A comment on "self-taught" vs. "peer teaching."
Rich Pfeiffer came to hang gliding from skydiving. His friends just took him up a big hill and sent him off on a hang glider, saying he'd figure it out on the way down. I think he broke something, like a finger, at landing. He went on to become the US National Champ in the late 1970s.
That's "self-taught."
Around the same time as Rich became champ, I bought a Seagull III and took it up to the steepest part of Hogback Creek Road at the base of Mt. Whitney. I'd only seen one hang gliding flight four years' previous. The wind was light north. I figured out how to set it up and hooked in. Shouldered it. Started to run. Felt it go light. Felt the hang strap start to lift me. Felt my feet leave the ground. Noticed the barbed wire fences on both sides of the road take on new significance. Pushed out in a panic, dropped a tip and slid to a halt, thinking, "I'd better find somebody to help me do this."
That's almost "self-taught."
"Peer teaching" is when your buddies actively engage in your training by flying around in front of you and by teaching you to take off from hills and, later, cliffs. Their incentive is to get you into the air as quickly as is safely possible so that you can all have fun in the air together.

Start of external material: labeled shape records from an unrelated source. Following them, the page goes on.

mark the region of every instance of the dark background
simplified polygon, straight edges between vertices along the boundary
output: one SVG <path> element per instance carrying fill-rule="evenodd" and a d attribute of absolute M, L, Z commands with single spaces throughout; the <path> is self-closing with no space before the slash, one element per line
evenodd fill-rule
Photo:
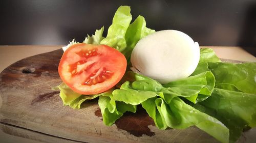
<path fill-rule="evenodd" d="M 66 45 L 105 26 L 119 6 L 156 31 L 173 29 L 200 45 L 240 46 L 255 56 L 256 1 L 1 1 L 0 45 Z"/>

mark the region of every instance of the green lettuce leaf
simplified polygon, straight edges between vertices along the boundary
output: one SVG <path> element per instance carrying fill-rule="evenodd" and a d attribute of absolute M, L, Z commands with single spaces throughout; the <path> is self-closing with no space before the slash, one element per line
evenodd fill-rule
<path fill-rule="evenodd" d="M 210 96 L 214 90 L 215 78 L 212 73 L 204 72 L 187 78 L 169 82 L 163 85 L 168 91 L 164 92 L 166 103 L 169 103 L 176 96 L 185 97 L 190 101 L 196 103 L 199 94 Z"/>
<path fill-rule="evenodd" d="M 215 117 L 229 129 L 234 142 L 247 125 L 256 126 L 256 95 L 215 89 L 211 96 L 195 107 Z"/>
<path fill-rule="evenodd" d="M 69 42 L 69 44 L 68 45 L 62 47 L 62 50 L 63 51 L 65 51 L 70 46 L 77 43 L 79 43 L 79 42 L 77 42 L 75 40 L 75 39 L 73 39 L 71 42 L 70 41 Z"/>
<path fill-rule="evenodd" d="M 84 43 L 90 44 L 94 45 L 99 45 L 100 44 L 100 41 L 104 39 L 102 34 L 104 32 L 104 26 L 102 27 L 100 30 L 96 30 L 95 34 L 90 36 L 88 34 L 87 37 L 82 42 Z"/>
<path fill-rule="evenodd" d="M 225 125 L 186 104 L 179 97 L 174 97 L 169 104 L 161 98 L 150 98 L 142 105 L 160 129 L 167 127 L 185 129 L 195 125 L 221 142 L 228 142 L 229 130 Z"/>
<path fill-rule="evenodd" d="M 122 51 L 126 47 L 125 39 L 127 28 L 132 21 L 131 9 L 128 6 L 120 6 L 116 11 L 113 23 L 108 30 L 106 37 L 100 44 L 106 45 Z"/>
<path fill-rule="evenodd" d="M 140 15 L 130 24 L 125 36 L 126 47 L 122 51 L 127 59 L 127 61 L 130 62 L 132 51 L 139 40 L 155 32 L 156 32 L 155 30 L 146 27 L 145 18 Z"/>
<path fill-rule="evenodd" d="M 256 94 L 256 63 L 208 63 L 216 88 Z"/>
<path fill-rule="evenodd" d="M 140 104 L 148 98 L 160 94 L 152 91 L 134 90 L 130 85 L 129 81 L 124 82 L 119 90 L 115 90 L 113 92 L 113 100 L 134 105 Z"/>
<path fill-rule="evenodd" d="M 123 116 L 126 111 L 135 112 L 136 106 L 123 102 L 111 101 L 113 98 L 111 92 L 105 92 L 99 97 L 98 104 L 102 115 L 103 122 L 110 126 Z"/>
<path fill-rule="evenodd" d="M 82 102 L 87 100 L 93 99 L 100 95 L 100 94 L 85 95 L 77 93 L 64 82 L 58 87 L 60 91 L 59 96 L 63 101 L 63 105 L 69 106 L 74 109 L 80 109 Z"/>
<path fill-rule="evenodd" d="M 199 63 L 203 62 L 221 62 L 221 61 L 216 55 L 212 49 L 201 48 L 200 49 L 200 59 Z"/>

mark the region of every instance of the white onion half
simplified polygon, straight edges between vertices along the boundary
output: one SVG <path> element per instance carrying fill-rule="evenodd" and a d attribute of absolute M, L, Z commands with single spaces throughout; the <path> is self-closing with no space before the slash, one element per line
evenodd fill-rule
<path fill-rule="evenodd" d="M 187 35 L 164 30 L 141 39 L 132 53 L 135 72 L 164 84 L 188 77 L 200 58 L 199 45 Z"/>

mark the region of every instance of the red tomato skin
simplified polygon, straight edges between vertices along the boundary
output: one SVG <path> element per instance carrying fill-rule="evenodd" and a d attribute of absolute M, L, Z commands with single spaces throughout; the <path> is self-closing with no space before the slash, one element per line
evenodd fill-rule
<path fill-rule="evenodd" d="M 114 48 L 79 43 L 63 53 L 58 70 L 61 79 L 73 91 L 92 95 L 114 87 L 124 75 L 126 66 L 124 55 Z"/>

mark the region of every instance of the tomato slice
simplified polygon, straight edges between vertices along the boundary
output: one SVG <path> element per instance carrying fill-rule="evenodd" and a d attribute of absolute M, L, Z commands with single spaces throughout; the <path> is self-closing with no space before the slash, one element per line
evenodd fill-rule
<path fill-rule="evenodd" d="M 95 94 L 115 86 L 124 74 L 126 64 L 125 56 L 115 48 L 79 43 L 64 52 L 58 72 L 61 79 L 74 91 Z"/>

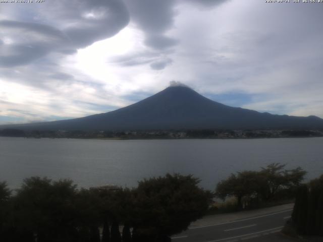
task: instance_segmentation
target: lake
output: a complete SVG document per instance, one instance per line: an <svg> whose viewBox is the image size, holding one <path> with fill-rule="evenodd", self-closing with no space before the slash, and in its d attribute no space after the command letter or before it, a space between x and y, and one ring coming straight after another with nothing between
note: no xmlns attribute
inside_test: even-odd
<svg viewBox="0 0 323 242"><path fill-rule="evenodd" d="M70 178L79 187L131 187L167 172L192 174L213 190L232 172L273 162L323 173L323 138L85 140L0 137L0 181L11 188L31 176Z"/></svg>

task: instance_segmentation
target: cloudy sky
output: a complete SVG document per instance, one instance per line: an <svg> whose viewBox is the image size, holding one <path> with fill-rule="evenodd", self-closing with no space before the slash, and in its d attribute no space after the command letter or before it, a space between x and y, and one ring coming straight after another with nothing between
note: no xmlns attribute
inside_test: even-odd
<svg viewBox="0 0 323 242"><path fill-rule="evenodd" d="M0 124L105 112L172 81L323 118L323 3L290 2L0 3Z"/></svg>

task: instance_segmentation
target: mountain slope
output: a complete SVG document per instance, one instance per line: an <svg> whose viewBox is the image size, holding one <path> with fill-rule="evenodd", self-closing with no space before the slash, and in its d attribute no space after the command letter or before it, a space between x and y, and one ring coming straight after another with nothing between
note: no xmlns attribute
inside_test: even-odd
<svg viewBox="0 0 323 242"><path fill-rule="evenodd" d="M323 128L323 119L315 116L274 115L232 107L212 101L188 87L176 86L105 113L11 126L39 130L317 129Z"/></svg>

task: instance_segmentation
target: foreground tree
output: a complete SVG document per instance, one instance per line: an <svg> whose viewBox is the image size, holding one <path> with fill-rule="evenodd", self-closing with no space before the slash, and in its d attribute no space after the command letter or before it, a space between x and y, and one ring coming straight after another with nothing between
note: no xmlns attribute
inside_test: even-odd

In a single-place aircraft, "self-teaching" pretty much begins when you leave the ground, anyway. Neither I nor my "peer instructors" ever saw a need for radio instruction. They must have felt you were advancing too quickly if radio instruction was ever called for. So they just yelled. It worked just fine during the "low and slow" stage. After a while, they stopped making noise and I listened to the wind.
An apt pupil can progress very quickly in areas with favorable conditions.
Formal training is different. The certified instructor is under tremendous pressure not to have a student injured. The student is often one of many. An altruistic instructor is much like a peer. But a commercial instructor is also driven by profit. Dragging on training both serves to reinforce safety and skill - but also increases profit. Some people do better with formal instruction. Others, like me, don't.
In "peer training," pilots go to the places where conditions are best. But in formal training, a school, for instance, has to wait for good conditions to arrive at their training site. You can see why the number of good days for "peer training" is higher, and why new pilots involved in "peer training" tend to advance quicker.
A certified instructor will always make the case that formalized training is generally safer than "peer training," and this is true. But I have found that people who engage in "peer training" are more focused and driven than students in schools, and therefore advance much faster.
I was a bit puzzled by the PIO comment. Yeah, self-taught guys who learned in the early days and even new pilots today who aren't paying attention might suffer from pilot-induced oscillation. It's common to all aviation but less common on hang gliders because, I think, it takes more effort to accomplish. But it's just another thing you learn about in both peer and formal training.